The Rescue College has stated that extinguishing forest fires is a dangerous job. Nevertheless, not all contract firefighters have access to proper protective equipment.
In Finland in 2018 there were a lot of terrain and forest fires. Most of them were small, but also accommodated large pieces that were extinguished for many days. The large number of fires was cleared up due to the stretching of contract firefighters. Stretching was needed in some places – shifts sometimes even lasted around the clock.
The end result of the summer season 2018 was that the extinguishing of forest fires must be developed in terms of occupational safety, equipment, equipment, protective equipment and working methods. In practice, for several years now, rescue services had been provided with feedback on protective equipment unsuitable for forest fires and on respiratory and face protection.

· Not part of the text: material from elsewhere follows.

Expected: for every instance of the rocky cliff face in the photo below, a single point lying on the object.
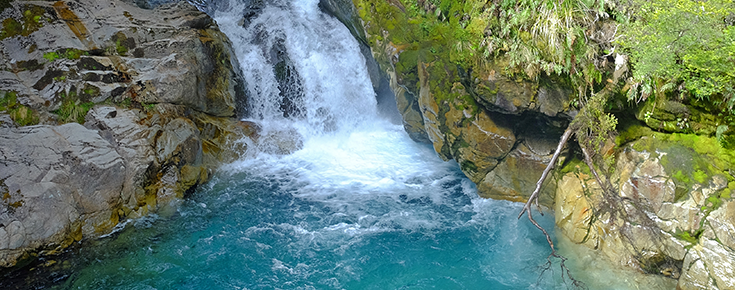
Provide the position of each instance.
(671, 211)
(108, 111)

Some rescue services have not provided any kind of respiratory protection for contract firefighters, some rescue services have provided paper or fiber masks as protective equipment. Contract firefighters often also lack protective suits for forest fires.
The Rescue College has studied extinguishing forest fires and the dangers associated with them. The work has been found to be dangerous. The need for proper protective equipment for rescue personnel has also been clearly demonstrated.
In order to extinguish forest fires safely, rescue services must have occupational safety instructions and they must be communicated to all rescue personnel. The instructions must state how long the maximum amount of fire-fighting work can be carried out without endangering occupational safety. The instructions must take into account the establishment of a washing place for large wildfires and the maintenance of changing clothes.
Now, at the beginning of the summer season, it has become clear again that the rescue services, in cooperation with their own contract fire brigades, should plan to increase the efficiency of the fire brigade’s membership and actively mobilize the membership.
However, before recruiting members in the rescue services, the shortcomings that have weakened the contract fire brigade throughout the regional rescue operation – from 2004 to the present – must be remedied. There has been talk of effective recruitment in the past, but talk usually ends when a debate is launched on how to address the shortcomings.
Operational readiness the shortcomings are related to the wider problem of the Finnish rescue service. Rescue services operate municipally and thus autonomously.
Now rescue facilities are moving to welfare areas. Legislation should address this autonomy by increasing the command, control and control of the Ministry of the Interior over rescue services. This concern for readiness and better occupational safety also points to the need for rapid nationwide development of the rescue service.